Maurice s’assit avec satisfaction, celle d’avoir quelques instants devant lui pour examiner discrètement cette princesse hors du commun et ses entours. Incontestablement Elisabeth Charlotte de Bavière, dite Liselotte, dite la Palatine, était laide, trop grosse, avec le nez de travers, des yeux relativement petits - encore que singulièrement vifs -, un teint rougeaud de paysanne, mais l’intelligence et la malice fusaient de sa lourde personne de soixante-huit ans emballée plutôt qu’habillée d’une belle robe de taffetas violet et de dentelles, blanches comme celles du bonnet posé sur son épaisse chevelure grise. Impeccablement coiffée d’ailleurs car Madame détestait le laisser-aller et tenait à se montrer toujours accommodée comme il convenait à une princesse même lorsqu’elle était en son particulier. En revanche elle ne portait aucun bijou, elle qui cependant en possédait de magnifiques4. Mais la main qui tenait la plume, bien que dodue, gardait une jolie forme.
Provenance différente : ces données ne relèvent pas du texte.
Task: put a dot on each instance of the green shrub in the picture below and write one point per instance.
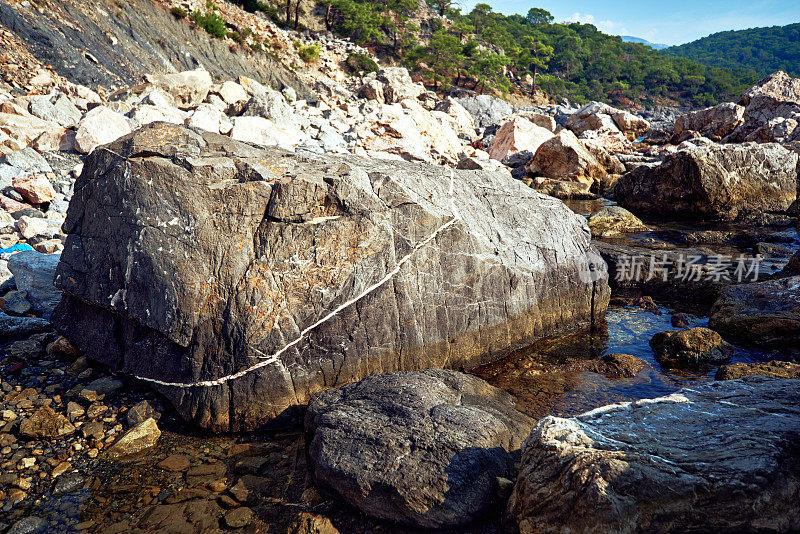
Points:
(212, 23)
(309, 53)
(361, 63)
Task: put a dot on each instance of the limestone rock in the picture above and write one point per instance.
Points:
(517, 135)
(99, 127)
(564, 158)
(715, 122)
(35, 188)
(761, 313)
(189, 88)
(45, 424)
(396, 83)
(261, 246)
(486, 110)
(615, 221)
(418, 448)
(714, 182)
(691, 347)
(721, 456)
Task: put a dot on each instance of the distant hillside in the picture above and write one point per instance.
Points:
(764, 50)
(630, 39)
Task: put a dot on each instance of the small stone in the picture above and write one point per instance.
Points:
(61, 468)
(139, 412)
(141, 437)
(46, 424)
(175, 463)
(74, 410)
(239, 517)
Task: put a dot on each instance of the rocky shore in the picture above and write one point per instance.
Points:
(320, 302)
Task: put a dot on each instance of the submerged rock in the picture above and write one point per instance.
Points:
(777, 369)
(713, 182)
(762, 313)
(691, 347)
(615, 221)
(674, 464)
(419, 448)
(241, 281)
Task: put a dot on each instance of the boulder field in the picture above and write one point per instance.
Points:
(240, 281)
(630, 467)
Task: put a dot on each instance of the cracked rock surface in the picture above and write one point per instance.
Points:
(192, 256)
(631, 467)
(417, 448)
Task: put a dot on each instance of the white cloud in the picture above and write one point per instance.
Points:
(606, 26)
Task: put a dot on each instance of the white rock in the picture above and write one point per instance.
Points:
(99, 127)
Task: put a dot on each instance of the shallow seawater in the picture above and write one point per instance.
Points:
(534, 376)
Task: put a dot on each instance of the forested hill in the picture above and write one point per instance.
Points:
(486, 51)
(764, 50)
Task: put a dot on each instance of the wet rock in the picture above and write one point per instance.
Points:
(45, 424)
(141, 411)
(715, 182)
(518, 134)
(139, 438)
(98, 127)
(615, 221)
(677, 463)
(69, 483)
(292, 231)
(613, 366)
(175, 463)
(715, 122)
(691, 347)
(564, 158)
(765, 314)
(307, 523)
(239, 517)
(680, 320)
(777, 369)
(29, 525)
(100, 389)
(377, 442)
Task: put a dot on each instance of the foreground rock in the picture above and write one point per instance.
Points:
(232, 277)
(714, 182)
(777, 369)
(673, 464)
(420, 448)
(766, 314)
(691, 348)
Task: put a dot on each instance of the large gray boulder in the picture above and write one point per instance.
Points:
(486, 110)
(719, 457)
(713, 182)
(245, 280)
(34, 273)
(765, 313)
(418, 448)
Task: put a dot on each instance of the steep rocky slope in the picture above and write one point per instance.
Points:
(109, 44)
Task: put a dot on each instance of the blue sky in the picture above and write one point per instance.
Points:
(673, 22)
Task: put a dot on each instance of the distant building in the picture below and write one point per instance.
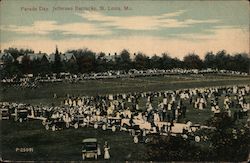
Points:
(33, 56)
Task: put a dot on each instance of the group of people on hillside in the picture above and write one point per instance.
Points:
(151, 107)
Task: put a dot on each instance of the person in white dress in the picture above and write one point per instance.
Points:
(106, 151)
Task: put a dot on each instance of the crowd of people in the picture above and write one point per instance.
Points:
(30, 80)
(156, 112)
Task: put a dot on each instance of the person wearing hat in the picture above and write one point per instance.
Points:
(106, 151)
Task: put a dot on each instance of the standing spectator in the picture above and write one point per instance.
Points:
(106, 151)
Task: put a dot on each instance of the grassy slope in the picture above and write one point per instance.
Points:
(66, 144)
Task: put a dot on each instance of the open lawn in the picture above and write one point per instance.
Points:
(44, 93)
(66, 144)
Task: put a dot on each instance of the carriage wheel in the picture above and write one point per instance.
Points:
(53, 128)
(47, 127)
(133, 132)
(95, 125)
(76, 125)
(83, 156)
(44, 122)
(104, 127)
(113, 128)
(67, 124)
(147, 140)
(136, 140)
De la femme le regard du jeune homme passa au bureau sur lequel s'empilaient des rames de beau papier de Hollande à tranche dorée, des plumes d’oie neuves, de la poudre d’or, de la cire rouge, un cachet à double écusson ; un chandelier d’argent supportant des bougies allumées, une sonnette pour appeler un valet et acheminer les lettres du jour car elle en écrivait toujours plusieurs, de sa grande écriture carrée qui dévorait les pages. Il y avait aussi, mouchetant le drap vert qui couvrait la table, de nombreuses taches de bougie…

A l'exception du léger grincement de la plume, le silence était total, ce qui représentait un miracle étant donné la situation du palais en plein milieu du centre nerveux de Paris. Madame, sa page achevée, ayant pris une nouvelle feuille, le visiteur s'intéressa au décor. En dehors de la bibliothèque et des vitrines pleines d’une collection de pierres gravées et d’une autre de médailles, il y avait des portraits. Ceux, visiblement allemands, des parents, celui du défunt époux, le ravissant Monsieur, frère de Louis XIV, tout scintillant de pierreries et dont tout le monde savait qu’il préférait les garçons, et qui devait former avec sa Liselotte un bien étrange couple !…

Un soupir à faire tomber les tableaux le tira de sa rêverie. Madame avait fini sa lettre et, tout en la parcourant du regard, revenait à son visiteur, cette fois-ci dans sa langue natale :

- Je viens d’écrire à la reine de Prusse, Sophie-Dorothée, ma cousine que votre mère a dû connaître étant enfant quand, avec son frère, elle était à la cour de Hanovre. Je l’aime bien, d’abord parce qu’elle est la petite-fille de ma chère tante, l’Electrice Sophie de Hanovre, ensuite parce qu’elle a toujours été malheureuse. Toute petite elle a souffert de n’avoir jamais revu sa mère, cette pauvre idiote de Sophie-Dorothée de Celle qui a oublié ses devoirs avec votre sacripant d’oncle Philippe de Koenigsmark et qui continue de végéter dans son château des brouillards. Un sort amplement mérité !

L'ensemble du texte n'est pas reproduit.